La prima squadra «old» (over 35) di rugby femminile a Milano è nata, con la leggerezza dello scherzo, da un manipolo di «ragazze» intrepide stufe di prender freddo sugli spalti mentre aspettavano che i figli finissero gli allenamenti. «Ho iniziato perché me l'avete chiesto durante una pizzata di fine stagione», confessa alle altre Paola G., 49 anni, due ragazzi di 13 e 9 già militanti tra le fila della storica Amatori Union, oggi cruciale pilone della squadra. «All'inizio non ero convinta, ma dal primo allenamento dubbi e paure sono scomparsi e ora sono felice di condividere uno sport "non molto femminile"».
L'idea è in effetti talmente improbabile che funziona davvero, e bene: le Lady lovers, così si chiamano, a un anno dalla nascita hanno una pagina Facebook a loro nome, un Mister – unico maschio ammesso nel gruppo – e allenamenti tutti i venerdì sera, incastrati con suprema ostinazione nelle agende improbabili di donne lavoratrici che spesso sono anche madri. «È un modo come un altro per dare il buon esempio a mio figlio: mai tirarsi indietro, mai paura. Mai arrendersi e, comunque, provarci», dice Monica, 47 anni, mamma di Andrea, 13.
«Vedevo mio figlio in campo, giocava libero da pensieri», dice Angela, 47 anni, mamma di Luca, 13. «Ho provato un po' d'invidia e ho pensato che mi sarebbe piaciuto proprio tanto, sentirmi come lui».
C'è chi ci arriva perché sognava "di fare un po' di movimento", come Ilaria, 46 anni, bancaria e mamma rugbista: «Ma ora in partita l'adrenalina è a mille, e ho capito che se posso giocare a rugby, posso fare qualunque cosa».
E chi è stata colta di sorpresa: «Ho sempre amato la delicatezza della danza, la bellezza e l'eleganza», dice Cristina, che di mestiere dipinge ceramiche e le altre chiamano "contessa": «Chi l'avrebbe detto che a 47 anni avrei cominciato a rotolarmi nel fango e a divertirmi durante il "terzo tempo"», il dopo-gara conviviale (e spesso etilico) delle squadre di rugby.
L'aspetto filosofico ha il suo peso: «Ho visto mio figlio superare i suoi limiti e ho pensato che magari potevo riuscirci anch'io», spiega Francesca, 44 anni.
«E poi, in un pirotecnico rovesciamento di ruoli, vuoi mettere la soddisfazione del tuo bambino che ti guarda e dice: "Questa cosa la so fare meglio di te, e se ti va te la insegno"», aggiunge Sabrina.

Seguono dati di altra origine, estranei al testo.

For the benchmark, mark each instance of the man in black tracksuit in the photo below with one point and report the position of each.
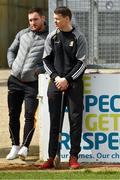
(65, 61)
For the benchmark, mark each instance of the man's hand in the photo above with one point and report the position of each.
(61, 83)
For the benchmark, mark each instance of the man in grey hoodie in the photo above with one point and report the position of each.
(24, 58)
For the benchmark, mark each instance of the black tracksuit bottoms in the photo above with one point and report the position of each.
(74, 101)
(17, 93)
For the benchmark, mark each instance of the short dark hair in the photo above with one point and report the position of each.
(35, 9)
(64, 11)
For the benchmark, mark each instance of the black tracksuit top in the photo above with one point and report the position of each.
(65, 54)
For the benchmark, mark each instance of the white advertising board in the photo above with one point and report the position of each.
(101, 120)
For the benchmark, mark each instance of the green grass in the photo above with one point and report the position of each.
(87, 174)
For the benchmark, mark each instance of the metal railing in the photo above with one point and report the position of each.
(99, 20)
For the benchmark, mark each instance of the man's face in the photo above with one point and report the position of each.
(36, 21)
(60, 21)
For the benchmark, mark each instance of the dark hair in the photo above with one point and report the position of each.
(64, 11)
(36, 9)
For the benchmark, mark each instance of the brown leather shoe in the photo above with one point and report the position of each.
(46, 165)
(73, 163)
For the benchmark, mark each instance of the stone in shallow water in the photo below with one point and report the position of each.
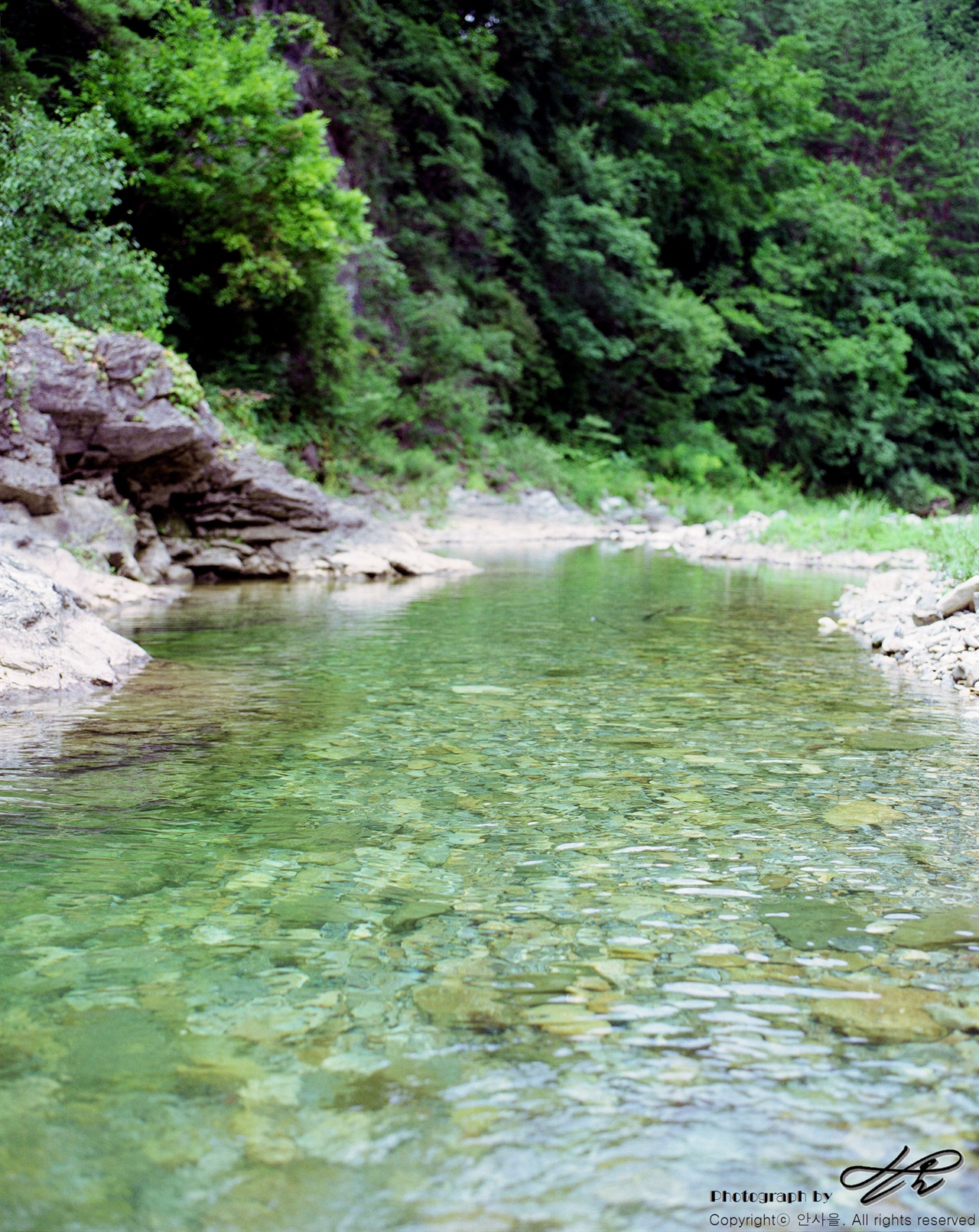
(808, 923)
(892, 742)
(958, 927)
(900, 1016)
(452, 1003)
(405, 917)
(567, 1019)
(957, 1018)
(861, 812)
(315, 909)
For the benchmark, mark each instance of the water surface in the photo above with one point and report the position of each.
(499, 905)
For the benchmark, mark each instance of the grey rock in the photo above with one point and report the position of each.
(54, 383)
(154, 562)
(153, 429)
(216, 560)
(254, 490)
(36, 487)
(126, 356)
(50, 642)
(179, 576)
(88, 520)
(28, 472)
(960, 598)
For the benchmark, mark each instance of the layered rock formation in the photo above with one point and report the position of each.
(109, 447)
(50, 641)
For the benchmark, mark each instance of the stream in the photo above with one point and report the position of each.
(535, 901)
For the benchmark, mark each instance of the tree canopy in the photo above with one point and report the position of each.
(730, 233)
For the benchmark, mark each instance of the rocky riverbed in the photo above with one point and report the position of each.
(119, 487)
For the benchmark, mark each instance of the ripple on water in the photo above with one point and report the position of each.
(467, 911)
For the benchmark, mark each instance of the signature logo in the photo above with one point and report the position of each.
(884, 1182)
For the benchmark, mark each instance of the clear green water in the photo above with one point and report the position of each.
(297, 938)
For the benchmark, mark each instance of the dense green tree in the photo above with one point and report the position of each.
(58, 181)
(238, 193)
(670, 226)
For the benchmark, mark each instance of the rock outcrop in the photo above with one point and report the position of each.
(109, 447)
(50, 641)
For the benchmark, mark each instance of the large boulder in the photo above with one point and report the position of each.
(50, 641)
(105, 437)
(28, 472)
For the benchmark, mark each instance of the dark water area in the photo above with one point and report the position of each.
(549, 899)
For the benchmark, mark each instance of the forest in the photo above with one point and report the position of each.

Manuela, 45 anni, un lavoro nella cooperazione sociale e presidente della squadra, riassume in breve: «È terapeutico, fa passare rabbia e frustrazioni, mette di buon umore».

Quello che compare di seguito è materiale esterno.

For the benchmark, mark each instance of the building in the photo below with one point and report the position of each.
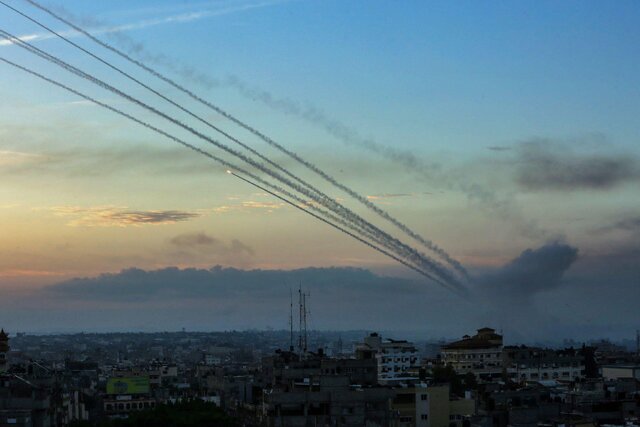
(480, 354)
(614, 372)
(422, 405)
(316, 390)
(397, 360)
(4, 351)
(536, 364)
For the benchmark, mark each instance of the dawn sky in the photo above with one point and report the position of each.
(506, 133)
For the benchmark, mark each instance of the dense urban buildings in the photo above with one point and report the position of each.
(59, 380)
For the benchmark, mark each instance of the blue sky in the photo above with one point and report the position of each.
(520, 120)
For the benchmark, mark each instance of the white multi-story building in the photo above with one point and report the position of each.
(480, 354)
(396, 359)
(4, 350)
(537, 364)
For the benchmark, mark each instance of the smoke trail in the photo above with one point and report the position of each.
(410, 159)
(155, 92)
(219, 160)
(409, 252)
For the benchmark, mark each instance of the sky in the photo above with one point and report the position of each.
(505, 133)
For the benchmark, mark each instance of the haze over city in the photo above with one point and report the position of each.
(507, 137)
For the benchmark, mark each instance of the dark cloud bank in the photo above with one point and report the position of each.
(543, 165)
(548, 292)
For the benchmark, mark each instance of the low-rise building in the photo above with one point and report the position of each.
(480, 354)
(396, 359)
(537, 364)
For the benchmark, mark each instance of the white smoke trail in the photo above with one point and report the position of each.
(423, 261)
(427, 243)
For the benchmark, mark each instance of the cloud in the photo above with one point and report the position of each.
(201, 242)
(182, 18)
(17, 158)
(544, 165)
(388, 196)
(120, 217)
(533, 271)
(248, 206)
(220, 283)
(625, 224)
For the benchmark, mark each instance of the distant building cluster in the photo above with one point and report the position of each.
(350, 379)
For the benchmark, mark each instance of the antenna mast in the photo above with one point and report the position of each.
(290, 320)
(304, 321)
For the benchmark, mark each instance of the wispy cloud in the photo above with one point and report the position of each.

L'autostima deflagra, i muscoli ringraziano; che tu sia minuta o robusta, scattante o piantata non importa, e se è faticoso pazienza – o per fortuna. «Il profumo dell'erba e del fango, la fiducia delle compagne, il cuore in gola. Ogni livido ti dice che sei viva», dice Tiziana, 44 anni.
C'è chi mettendo i piedi in campo ha provato un lampo di inattesa nostalgia. Spiega Crì, 46 anni: «Il primo allenamento di rugby è stato un colpo di fulmine, un mix perfetto tra la gioia della fisicità che conosci nell'infanzia e la meravigliosa sensazione di "andare bene"; perché quel che conta, al di là del risultato, è essere lì con tutta te stessa, e dare il meglio che puoi». Succede che tu vada ad allenarti anche se piove, o si gela: «Si va, perché ti aspettano. Sentirsi attese è bellissimo», riflette Claudia, 45 anni, ora ferma per un infortunio.
Perché se i bambini sanno molto bene come si fa a cadere, gli adulti devono impararlo daccapo e, va detto, non sempre ne escono indenni. «Cadere e rialzarsi sempre, a ogni costo, pure se fa male»: Sabrina sintetizza così l'essenza del rugby, dove ogni gesto nasconde un simbolo. Uno sport selvaggio solo in apparenza: o lo giochi molto bene o puoi farti molto male, specie se non hai più 20 anni. Come è successo anche a me, che a giugno, poco dopo aver scattato le foto di queste pagine, mi sono polverizzata il legamento di un ginocchio. Quando racconto che appena possibile tornerò a giocare mi chiedono se sono pazza. Ma in campo le compagne mi chiamano «scintilla», e questo spiega tante cose, forse tutte.